Logo Questions Linux Laravel Mysql Ubuntu Git Menu
 

Best practice for protobuf-net, versioning and surrogate types

I'm trying to determine how to address this use case using protobuf-net (Marc Gravell's implementation).

  • We have class A, which is considered version 1
  • An instance of class A has been serialized to disk
  • We now have class B, which is considered version 2 of class A (there were so many things wrong with class A, we had to create class B for the next version). Class A still exists in code, but only for legacy purposes.
  • I want to deserialize the version:1 data (stored to disk) as a class B instance, and use a logic routine to translate the data from the previous class A instance to a new instance of class B.
  • The instance of class B will be serialized to disk during operation.
  • The application should expect to deserialize instances of both class A and B.

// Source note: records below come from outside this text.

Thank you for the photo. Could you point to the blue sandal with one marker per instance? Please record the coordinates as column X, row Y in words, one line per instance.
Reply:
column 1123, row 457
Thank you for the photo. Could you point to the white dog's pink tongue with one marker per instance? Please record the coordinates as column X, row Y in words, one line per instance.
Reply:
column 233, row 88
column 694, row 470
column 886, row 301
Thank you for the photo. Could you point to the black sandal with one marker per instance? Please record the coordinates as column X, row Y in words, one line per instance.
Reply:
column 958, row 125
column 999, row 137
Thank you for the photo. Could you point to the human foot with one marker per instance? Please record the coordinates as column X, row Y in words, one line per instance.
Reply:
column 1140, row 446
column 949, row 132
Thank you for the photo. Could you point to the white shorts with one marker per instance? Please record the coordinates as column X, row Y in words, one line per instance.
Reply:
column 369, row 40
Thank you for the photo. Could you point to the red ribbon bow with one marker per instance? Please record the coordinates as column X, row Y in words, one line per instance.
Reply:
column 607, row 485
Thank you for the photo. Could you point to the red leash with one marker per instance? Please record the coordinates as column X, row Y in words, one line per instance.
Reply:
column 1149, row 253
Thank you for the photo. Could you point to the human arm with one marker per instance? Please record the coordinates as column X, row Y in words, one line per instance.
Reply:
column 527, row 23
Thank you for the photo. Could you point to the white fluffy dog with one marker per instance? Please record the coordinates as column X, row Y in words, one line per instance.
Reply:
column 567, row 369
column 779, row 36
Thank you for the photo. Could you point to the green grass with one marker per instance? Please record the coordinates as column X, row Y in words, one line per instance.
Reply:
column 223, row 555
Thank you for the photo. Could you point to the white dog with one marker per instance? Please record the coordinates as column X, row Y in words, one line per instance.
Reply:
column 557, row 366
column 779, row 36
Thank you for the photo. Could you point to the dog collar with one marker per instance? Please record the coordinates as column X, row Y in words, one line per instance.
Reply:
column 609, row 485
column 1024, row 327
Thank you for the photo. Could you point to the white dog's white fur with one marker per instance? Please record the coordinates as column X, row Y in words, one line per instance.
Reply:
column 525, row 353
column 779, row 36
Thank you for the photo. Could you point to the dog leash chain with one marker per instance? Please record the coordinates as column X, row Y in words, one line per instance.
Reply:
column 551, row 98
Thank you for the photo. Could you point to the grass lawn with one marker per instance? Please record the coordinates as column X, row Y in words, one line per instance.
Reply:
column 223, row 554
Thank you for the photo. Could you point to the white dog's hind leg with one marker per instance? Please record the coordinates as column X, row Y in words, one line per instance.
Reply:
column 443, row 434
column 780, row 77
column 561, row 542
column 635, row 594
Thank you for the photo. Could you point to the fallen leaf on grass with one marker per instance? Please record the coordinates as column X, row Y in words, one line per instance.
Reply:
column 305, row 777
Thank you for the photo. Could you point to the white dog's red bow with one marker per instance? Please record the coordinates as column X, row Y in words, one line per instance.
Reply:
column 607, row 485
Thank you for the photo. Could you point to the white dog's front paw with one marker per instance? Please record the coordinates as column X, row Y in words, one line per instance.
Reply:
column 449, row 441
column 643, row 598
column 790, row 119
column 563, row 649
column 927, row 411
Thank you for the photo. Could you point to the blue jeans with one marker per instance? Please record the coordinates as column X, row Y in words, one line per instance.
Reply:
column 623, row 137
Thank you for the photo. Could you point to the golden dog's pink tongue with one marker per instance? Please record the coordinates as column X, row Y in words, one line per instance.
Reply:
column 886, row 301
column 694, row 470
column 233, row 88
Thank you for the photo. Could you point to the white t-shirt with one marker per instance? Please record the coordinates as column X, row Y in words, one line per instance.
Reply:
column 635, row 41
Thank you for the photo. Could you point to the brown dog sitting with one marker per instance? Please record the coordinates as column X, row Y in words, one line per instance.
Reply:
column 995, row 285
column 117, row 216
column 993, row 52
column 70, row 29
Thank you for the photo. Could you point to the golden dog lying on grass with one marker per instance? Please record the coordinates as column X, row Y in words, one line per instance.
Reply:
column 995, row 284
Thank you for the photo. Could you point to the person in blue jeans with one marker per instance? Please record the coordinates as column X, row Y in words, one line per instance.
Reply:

The concept of data contract surrogates and the DataContractSerializer come to mind. The goal is transition the version:1 data to the new class B structure.

An example:

[DataContract]
public class A {

     public A(){}

     [DataMember]
     public bool IsActive {get;set;]

     [DataMember]
     public int VersionNumber {
          get { return 1; }
          set { }
     }

     [DataMember]
     public int TimeInSeconds {get;set;}

     [DataMember]
     public string Name {get;set;}

     [DataMember]
     public CustomObject CustomObj {get;set;} //Also a DataContract

     [DataMember]
     public List<ComplexThing> ComplexThings {get;set;} //Also a DataContract
     ...
}

[DataContract]
public class B {

     public B(A a) {
          this.Enabled = a.IsActive; //Property now has a different name
          this.TimeInMilliseconds = a.TimeInSeconds * 1000; //Property requires math for correctness
          this.Name = a.Name;
          this.CustomObject2 = new CustomObject2(a.CustomObj); //Reference objects change, too
          this.ComplexThings = new List<ComplexThings>();
          this.ComplexThings.AddRange(a.ComplexThings);
          ...
     }

     public B(){}

     [DataMember]
     public bool Enabled {get;set;]

     [DataMember]
     public int Version {
          get { return 2; }
          set { }
     }

     [DataMember]
     public double TimeInMilliseconds {get;set;}

     [DataMember]
     public string Name {get;set;}

     [DataMember]
     public CustomObject2 CustomObject {get;set;} //Also a DataContract

     [DataMember]
     public List<ComplexThing> ComplexThings {get;set;} //Also a DataContract
     ...
}

Class A was the first iteration of our object, and is actively in use. Data exists in v1 format, using class A for serialization.

After realizing the error of our ways, we create a new structure called class B. There are so many changes between A and B that we feel it's better to create B, as opposed to adapting the original class A.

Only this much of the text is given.